Scritto il 16 nov 2006 // Personal.
La prima cosa che ho pensato, è che non conta mai un cazzo. E’ sempre la stessa frase, in queste situazioni qui. Non conta mai un cazzo di quello che fai, di chi sei o di cosa hai combinato in tutta la tua vita. Arriva un momento, in cui non conta più un cazzo.
Te lo vogliono far credere che conti, te lo dicono che peserà, che deciderà dove vai a finire dopo. Ti dicono pure che è peggio per noi, che raccogliamo i cocci, piuttosto che per chi i cocci li lascia. Ma che ne sappiamo noi se è così. Sappiamo solo pensare tutte le volte la stessa cosa, non troviamo il senso e ci chiediamo perchè. E ci rispondiamo che non conta mai un cazzo.
 
Scusami se non ho versato neanche una lacrima. Forse mi sono convinto che farlo è sbagliato. Aspetto sempre di essere da solo, e quando sto da solo non è mai il momento giusto. Forse oramai con queste cose ci riesco a fare i conti. E mi faccio un po’ schifo per questo, davvero. Voglio dire, fino a dieci anni fa il mondo era un posto divertente, inesplorato e sopratutto facile.

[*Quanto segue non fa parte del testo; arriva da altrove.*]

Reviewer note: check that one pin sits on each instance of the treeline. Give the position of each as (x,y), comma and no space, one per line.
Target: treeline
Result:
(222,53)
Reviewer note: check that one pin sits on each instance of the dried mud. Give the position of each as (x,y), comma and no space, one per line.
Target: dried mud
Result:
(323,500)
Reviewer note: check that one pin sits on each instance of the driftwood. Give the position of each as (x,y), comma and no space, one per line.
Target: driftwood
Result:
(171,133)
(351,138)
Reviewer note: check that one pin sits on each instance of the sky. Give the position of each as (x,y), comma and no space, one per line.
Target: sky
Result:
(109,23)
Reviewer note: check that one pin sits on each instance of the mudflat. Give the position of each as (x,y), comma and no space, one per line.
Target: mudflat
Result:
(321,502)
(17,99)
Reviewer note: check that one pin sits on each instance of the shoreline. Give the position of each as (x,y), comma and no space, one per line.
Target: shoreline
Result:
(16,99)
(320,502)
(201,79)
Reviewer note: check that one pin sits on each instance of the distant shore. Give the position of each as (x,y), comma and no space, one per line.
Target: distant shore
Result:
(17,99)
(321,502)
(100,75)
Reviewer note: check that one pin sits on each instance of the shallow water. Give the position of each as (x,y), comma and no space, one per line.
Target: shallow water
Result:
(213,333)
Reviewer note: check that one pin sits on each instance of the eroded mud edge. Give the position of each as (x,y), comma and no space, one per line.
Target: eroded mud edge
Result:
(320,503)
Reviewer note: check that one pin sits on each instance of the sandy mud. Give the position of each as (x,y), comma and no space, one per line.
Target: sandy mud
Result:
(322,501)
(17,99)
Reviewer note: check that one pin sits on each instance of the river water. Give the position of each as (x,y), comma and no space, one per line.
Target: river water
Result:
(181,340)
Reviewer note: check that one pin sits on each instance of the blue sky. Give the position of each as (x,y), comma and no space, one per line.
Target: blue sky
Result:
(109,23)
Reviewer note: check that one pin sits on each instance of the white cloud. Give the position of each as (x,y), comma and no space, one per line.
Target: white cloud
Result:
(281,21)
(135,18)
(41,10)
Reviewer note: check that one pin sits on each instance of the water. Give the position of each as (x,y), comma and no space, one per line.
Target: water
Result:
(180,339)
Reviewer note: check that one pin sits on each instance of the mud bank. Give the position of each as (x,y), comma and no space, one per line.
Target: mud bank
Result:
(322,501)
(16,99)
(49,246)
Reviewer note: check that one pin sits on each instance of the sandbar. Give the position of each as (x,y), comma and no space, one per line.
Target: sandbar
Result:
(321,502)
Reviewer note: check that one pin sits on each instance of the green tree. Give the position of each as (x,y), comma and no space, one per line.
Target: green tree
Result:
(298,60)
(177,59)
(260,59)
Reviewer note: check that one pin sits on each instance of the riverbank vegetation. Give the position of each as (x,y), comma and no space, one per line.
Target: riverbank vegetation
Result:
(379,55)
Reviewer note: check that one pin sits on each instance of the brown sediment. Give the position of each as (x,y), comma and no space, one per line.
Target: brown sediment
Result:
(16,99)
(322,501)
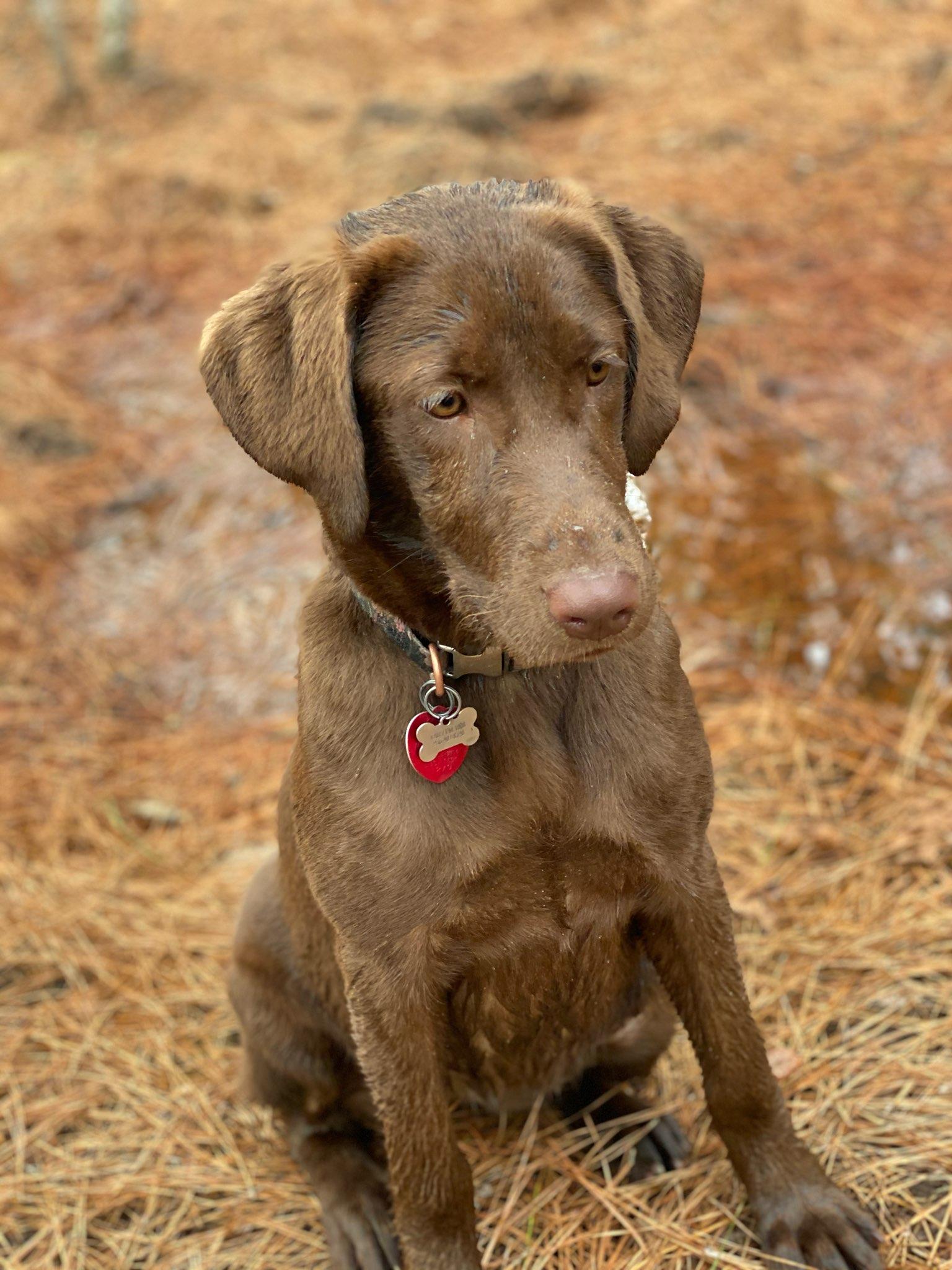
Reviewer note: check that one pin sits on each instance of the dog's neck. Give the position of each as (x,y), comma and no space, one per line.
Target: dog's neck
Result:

Poi passano gli anni e ti fa sempre più orrore, lo conosci sempre meglio e sai che non è per nulla facile. Più acquisisci quei vantaggi che sognavi da bambino e più cerchi il modo per riprenderti quei vantaggi che da bambino non sapevi di avere. Forse, da bambino, sarebbe stato più facile perchè non mi sarei detto che non conta mai un cazzo. Avrei trovato qualche scopo che adesso so che è finto.
La cosa che mi opprime è che ce lo siamo chiesto tutti oggi, che senso hanno tutti i nostri sbattimenti quotidiani, se poi finisce sempre così. Ce lo stiamo chiedendo ancora forse. Da domani, però, rinizieremo a sbatterci. Aiuta a non pensare che un senso davvero non c’è.